The year is 1962, and in the midst of the Cold War, a new enemy has emerged in the form of alien invaders called the Zujari. With a covert military organization already in place to defend against an attack from the Russians, CIA special agent William Carter is recruited by the Bureau of Strategic Emergency Command and tasked with neutralizing the extraterrestrial threat without creating mass panic across the country. But while aliens and the 1960s seemingly go hand in hand, whether or not it makes for a great gaming experience is another question. Though “The Bureau: XCOM Declassified” looks pretty good for a title that’s been in development since 2006, it lacks the polish and quality that you’d expect from a studio like 2K Games.

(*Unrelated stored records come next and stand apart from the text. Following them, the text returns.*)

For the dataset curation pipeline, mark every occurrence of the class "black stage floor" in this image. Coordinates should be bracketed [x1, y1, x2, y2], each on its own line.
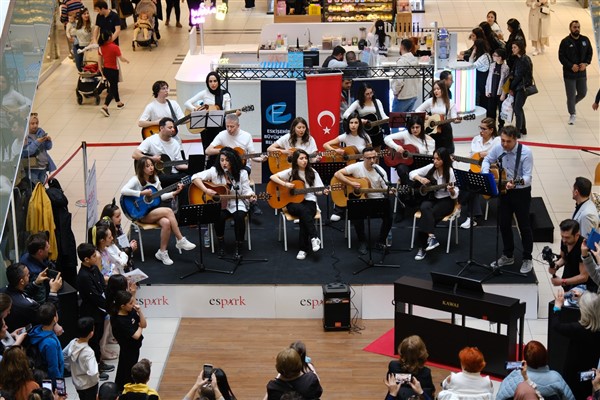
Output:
[133, 194, 538, 286]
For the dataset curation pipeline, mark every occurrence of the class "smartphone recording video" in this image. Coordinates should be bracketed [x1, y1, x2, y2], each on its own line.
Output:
[505, 361, 522, 370]
[395, 373, 412, 384]
[580, 370, 595, 382]
[42, 380, 53, 391]
[202, 364, 213, 381]
[55, 378, 66, 396]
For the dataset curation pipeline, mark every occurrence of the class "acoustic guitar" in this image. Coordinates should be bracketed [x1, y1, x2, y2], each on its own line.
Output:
[185, 105, 255, 134]
[141, 114, 192, 139]
[120, 175, 192, 220]
[267, 149, 337, 174]
[485, 168, 525, 198]
[322, 145, 389, 165]
[188, 182, 270, 207]
[154, 154, 188, 172]
[383, 139, 481, 168]
[329, 176, 410, 208]
[213, 145, 274, 166]
[362, 113, 387, 136]
[424, 113, 476, 134]
[266, 180, 342, 209]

Most of your time in the game is spent doing one of two things: going on field missions and running errands around Bureau HQ, the latter of which is mostly comprised of boring dialogue sequences that might not feel so laborious if any of it actually mattered. But despite a deceptively intricate storyline, most of the information you receive over the course of the campaign is supplemental at best, but generally just a big waste of time. Thankfully, the missions themselves are fun, although not incredibly difficult once you get a hang of things. Though there’s a bit of a learning curve at first (especially in regards to keeping your fellow agents alive), as your squad mates level up and receive increased health and new abilities, they become even more powerful than your enemies. Case in point: One of the big boss fights was practically over before I even had the chance to pull the trigger on my sweet alien grenade launcher.